Les 24 Heures du Mans représentent sans doute l’événement de sport motorisé que j’attends le plus chaque année. Et en 2020, c’est la voiture no 50 de Richard Mille Racing, en LMP2, qui retenait mon attention. J’étais très heureux qu’une équipe donne une opportunité à trois femmes de prendre le volant et de se mesurer aux meilleurs au monde.

L’équipe était composée de Tatiana Calderon qui est pilote d’essais pour Alfa Romeo et qui était en Formule 2 l’an dernier. Elle avait comme coéquipière Sophia Floersch, qui vous dit peut-être quelque chose en raison de son effroyable accident de F3 à Macau en 2018. Alors âgée de 17 ans, sa voiture s’était envolée dans un abri pour photographes. L’Allemande s’était alors fracturé une vertèbre et avait dû subir une opération d’une dizaine d’heures. Cette saison, Floersch roulait en F3, terminant notamment 12e à Monza.

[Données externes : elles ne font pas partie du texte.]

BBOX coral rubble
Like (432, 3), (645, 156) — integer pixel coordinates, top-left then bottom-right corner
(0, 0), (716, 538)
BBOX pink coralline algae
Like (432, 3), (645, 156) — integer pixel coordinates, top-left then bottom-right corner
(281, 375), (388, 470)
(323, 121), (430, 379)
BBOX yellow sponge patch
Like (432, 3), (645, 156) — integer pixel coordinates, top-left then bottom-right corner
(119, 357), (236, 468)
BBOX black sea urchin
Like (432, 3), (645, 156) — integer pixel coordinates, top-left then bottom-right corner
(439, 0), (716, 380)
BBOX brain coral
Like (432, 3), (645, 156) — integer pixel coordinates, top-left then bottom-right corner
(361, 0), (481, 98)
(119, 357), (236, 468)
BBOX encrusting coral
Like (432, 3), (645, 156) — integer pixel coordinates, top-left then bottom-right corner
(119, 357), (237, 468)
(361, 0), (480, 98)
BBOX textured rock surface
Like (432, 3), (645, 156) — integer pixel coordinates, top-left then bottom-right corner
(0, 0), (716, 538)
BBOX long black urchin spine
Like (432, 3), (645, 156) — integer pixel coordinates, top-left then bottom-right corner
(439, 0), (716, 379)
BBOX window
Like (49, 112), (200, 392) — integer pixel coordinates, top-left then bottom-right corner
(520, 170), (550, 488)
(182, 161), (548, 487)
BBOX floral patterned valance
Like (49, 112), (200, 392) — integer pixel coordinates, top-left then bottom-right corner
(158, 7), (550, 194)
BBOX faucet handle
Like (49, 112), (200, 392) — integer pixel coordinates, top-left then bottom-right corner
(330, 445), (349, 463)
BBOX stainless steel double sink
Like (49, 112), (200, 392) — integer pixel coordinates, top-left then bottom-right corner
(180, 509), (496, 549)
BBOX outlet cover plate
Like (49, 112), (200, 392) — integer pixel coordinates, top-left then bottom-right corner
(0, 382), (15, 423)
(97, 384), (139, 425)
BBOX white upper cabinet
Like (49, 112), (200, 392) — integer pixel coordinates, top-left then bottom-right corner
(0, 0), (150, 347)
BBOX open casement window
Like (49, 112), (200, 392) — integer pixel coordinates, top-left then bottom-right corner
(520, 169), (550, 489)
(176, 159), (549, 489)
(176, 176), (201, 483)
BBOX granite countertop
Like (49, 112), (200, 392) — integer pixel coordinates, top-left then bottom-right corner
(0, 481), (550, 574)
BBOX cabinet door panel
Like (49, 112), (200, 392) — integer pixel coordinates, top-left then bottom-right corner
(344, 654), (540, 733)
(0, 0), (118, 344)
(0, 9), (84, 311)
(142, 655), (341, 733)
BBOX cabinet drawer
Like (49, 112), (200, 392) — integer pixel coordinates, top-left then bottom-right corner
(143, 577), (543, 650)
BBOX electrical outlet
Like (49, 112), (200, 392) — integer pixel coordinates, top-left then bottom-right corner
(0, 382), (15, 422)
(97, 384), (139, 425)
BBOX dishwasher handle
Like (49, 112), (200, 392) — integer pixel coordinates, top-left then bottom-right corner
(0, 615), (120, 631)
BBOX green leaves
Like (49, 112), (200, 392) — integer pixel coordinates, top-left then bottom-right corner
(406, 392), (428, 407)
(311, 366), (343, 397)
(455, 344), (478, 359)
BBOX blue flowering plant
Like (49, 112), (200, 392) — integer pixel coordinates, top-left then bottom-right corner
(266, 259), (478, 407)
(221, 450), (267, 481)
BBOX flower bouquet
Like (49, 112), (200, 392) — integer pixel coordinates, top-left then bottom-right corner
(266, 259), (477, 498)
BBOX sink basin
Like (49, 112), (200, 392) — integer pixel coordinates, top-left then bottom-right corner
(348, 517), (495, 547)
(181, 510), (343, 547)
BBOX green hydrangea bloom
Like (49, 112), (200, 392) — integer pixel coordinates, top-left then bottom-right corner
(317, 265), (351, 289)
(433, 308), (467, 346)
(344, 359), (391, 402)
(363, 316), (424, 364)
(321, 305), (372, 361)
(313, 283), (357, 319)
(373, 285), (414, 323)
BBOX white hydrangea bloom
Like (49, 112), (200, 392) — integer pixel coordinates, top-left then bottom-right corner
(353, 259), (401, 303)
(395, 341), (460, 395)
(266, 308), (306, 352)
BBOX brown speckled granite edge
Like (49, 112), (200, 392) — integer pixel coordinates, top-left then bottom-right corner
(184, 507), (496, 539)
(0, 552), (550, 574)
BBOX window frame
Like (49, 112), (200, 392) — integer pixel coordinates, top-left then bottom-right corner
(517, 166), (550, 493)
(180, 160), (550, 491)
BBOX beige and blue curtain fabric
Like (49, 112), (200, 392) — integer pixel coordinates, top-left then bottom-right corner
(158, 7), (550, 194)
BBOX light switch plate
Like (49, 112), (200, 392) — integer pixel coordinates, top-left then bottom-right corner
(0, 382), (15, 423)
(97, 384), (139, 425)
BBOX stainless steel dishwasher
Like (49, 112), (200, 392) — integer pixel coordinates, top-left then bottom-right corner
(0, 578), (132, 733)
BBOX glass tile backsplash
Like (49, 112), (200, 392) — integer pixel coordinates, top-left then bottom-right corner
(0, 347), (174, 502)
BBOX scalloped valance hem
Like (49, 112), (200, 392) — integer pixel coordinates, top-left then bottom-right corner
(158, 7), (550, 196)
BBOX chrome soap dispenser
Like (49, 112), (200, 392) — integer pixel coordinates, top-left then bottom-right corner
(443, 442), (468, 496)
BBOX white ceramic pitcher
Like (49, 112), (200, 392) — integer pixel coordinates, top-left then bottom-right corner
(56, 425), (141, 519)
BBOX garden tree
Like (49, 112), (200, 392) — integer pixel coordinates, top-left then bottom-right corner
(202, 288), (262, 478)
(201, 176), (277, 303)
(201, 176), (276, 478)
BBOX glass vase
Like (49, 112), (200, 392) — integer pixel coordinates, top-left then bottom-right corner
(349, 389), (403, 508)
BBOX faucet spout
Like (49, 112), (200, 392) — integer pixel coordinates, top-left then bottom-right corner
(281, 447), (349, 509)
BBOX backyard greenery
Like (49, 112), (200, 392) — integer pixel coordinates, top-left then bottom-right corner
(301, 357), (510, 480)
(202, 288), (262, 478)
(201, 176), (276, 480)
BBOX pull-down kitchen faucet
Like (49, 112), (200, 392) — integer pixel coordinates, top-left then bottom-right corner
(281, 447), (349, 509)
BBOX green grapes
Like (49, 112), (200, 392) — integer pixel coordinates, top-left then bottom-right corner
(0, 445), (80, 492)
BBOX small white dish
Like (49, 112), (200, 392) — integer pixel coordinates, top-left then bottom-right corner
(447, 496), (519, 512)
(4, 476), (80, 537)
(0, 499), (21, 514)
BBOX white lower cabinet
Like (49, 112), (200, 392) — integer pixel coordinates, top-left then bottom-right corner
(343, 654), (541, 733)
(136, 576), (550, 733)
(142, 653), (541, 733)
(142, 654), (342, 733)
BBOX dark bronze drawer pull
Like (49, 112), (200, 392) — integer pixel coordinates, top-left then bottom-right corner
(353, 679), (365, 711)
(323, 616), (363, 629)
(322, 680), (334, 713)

Katherine Legge aurait dû être la troisième pilote. Plus expérimentée, on a notamment vu Legge en IndyCar, en Nascar et en DTM. Toutefois, en juillet dernier, Legge a été victime d’un grave accident lors d’essais sur le circuit Paul-Ricard. Provoqué par un problème sur la voiture, l’accident a causé des fractures à une jambe et à un poignet de Legge.

Elle a été remplacée par Beitkse Visser, qui avait pris le 2e rang derrière Jamie Chadwick lors de la 1re saison de la W Series. D’ailleurs, soit dit en passant, Visser est devenue en 2013 la première femme à introduire le programme des jeunes pilotes de Red Bull... avant d’être écartée moins d’un an plus tard en raison de résultats qui n’ont pas satisfait Helmut Marko (tiens donc!).

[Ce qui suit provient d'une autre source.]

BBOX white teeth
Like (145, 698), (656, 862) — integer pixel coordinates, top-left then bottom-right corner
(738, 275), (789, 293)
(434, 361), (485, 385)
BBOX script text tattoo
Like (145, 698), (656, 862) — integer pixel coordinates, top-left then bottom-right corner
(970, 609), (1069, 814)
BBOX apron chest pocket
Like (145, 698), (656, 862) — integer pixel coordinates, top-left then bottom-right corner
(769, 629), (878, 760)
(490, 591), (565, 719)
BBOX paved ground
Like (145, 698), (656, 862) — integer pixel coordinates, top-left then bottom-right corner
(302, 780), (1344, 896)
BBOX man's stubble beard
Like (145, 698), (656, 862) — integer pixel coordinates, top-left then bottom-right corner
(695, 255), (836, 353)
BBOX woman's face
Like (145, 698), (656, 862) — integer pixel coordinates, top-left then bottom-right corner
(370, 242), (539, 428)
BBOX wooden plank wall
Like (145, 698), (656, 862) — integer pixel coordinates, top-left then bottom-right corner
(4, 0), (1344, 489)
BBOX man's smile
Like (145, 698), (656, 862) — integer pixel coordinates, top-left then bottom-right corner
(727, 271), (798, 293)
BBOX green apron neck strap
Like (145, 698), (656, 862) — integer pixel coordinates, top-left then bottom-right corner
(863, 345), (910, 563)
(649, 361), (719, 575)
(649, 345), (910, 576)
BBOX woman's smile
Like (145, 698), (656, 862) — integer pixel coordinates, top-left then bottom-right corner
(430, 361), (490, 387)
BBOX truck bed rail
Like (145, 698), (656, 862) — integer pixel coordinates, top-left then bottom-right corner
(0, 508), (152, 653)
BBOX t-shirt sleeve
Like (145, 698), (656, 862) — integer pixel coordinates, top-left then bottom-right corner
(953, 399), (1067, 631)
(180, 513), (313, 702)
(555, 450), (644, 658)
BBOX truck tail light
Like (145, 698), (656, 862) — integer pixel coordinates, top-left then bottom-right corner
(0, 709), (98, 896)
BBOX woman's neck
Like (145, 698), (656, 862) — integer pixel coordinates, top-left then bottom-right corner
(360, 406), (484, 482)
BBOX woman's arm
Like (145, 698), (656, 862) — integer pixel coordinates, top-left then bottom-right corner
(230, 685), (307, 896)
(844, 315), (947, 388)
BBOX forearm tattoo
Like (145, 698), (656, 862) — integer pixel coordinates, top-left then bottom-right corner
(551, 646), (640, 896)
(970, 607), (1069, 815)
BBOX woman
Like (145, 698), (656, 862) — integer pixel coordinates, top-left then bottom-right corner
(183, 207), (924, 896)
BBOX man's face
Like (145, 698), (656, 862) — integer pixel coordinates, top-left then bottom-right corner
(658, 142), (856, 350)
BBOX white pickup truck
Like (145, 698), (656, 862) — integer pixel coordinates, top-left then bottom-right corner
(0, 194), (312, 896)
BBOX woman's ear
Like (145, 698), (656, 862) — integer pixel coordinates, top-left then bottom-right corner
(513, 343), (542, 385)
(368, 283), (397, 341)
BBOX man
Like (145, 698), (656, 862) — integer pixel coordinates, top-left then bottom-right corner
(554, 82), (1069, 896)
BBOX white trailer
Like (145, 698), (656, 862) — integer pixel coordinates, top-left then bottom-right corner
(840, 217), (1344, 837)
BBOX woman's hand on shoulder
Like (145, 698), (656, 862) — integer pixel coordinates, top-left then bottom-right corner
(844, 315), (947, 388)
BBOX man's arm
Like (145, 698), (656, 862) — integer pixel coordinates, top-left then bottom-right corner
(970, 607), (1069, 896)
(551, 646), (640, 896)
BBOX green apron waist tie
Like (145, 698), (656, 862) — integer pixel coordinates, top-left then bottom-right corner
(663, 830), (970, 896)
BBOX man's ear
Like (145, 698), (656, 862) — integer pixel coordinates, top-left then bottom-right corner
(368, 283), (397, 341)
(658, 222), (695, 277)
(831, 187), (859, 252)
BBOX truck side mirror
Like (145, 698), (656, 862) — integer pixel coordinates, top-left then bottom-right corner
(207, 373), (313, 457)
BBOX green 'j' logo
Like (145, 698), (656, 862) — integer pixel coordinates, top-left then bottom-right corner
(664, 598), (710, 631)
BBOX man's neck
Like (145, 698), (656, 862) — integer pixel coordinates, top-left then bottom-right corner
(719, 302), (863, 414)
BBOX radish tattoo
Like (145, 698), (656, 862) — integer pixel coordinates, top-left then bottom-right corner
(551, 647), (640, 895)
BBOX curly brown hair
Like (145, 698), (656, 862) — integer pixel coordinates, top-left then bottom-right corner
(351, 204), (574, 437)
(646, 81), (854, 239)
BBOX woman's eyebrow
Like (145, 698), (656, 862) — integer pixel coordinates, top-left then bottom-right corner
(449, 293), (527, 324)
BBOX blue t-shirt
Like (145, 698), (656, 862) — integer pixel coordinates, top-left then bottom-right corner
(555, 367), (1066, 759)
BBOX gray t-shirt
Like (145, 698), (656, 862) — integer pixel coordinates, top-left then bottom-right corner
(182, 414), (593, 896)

Bref, tout ça pour dire qu’elles ont franchement bien fait, surtout dans un contexte qui n’était pas facile. C’était la première fois en LMP2 qu’une équipe totalement féminine participait aux 24 Heures du Mans. Elles ont dû changer de pilote en raison des blessures de Legge. Elles ont toutes moins de 30 ans et surtout, toutes les trois en étaient à une première expérience à ce mythique événement. Malgré tout, elles ont réalisé une excellente 9e place dans leur catégorie (sur 24 voitures), pour prendre la 13e place au classement général.

Bref, une performance inspirante qui devrait ouvrir des portes à d’autres à l’avenir. Parce que même dans une course d’endurance de 24 heures, elles ont prouvé qu’elles étaient tout à fait à leur place.

Et en terminant, soulignons aussi la 9e place en GTE-AM d’une autre équipe toute féminine composée de Rahel Frey, Michelle Gatting et Manuela Gostner.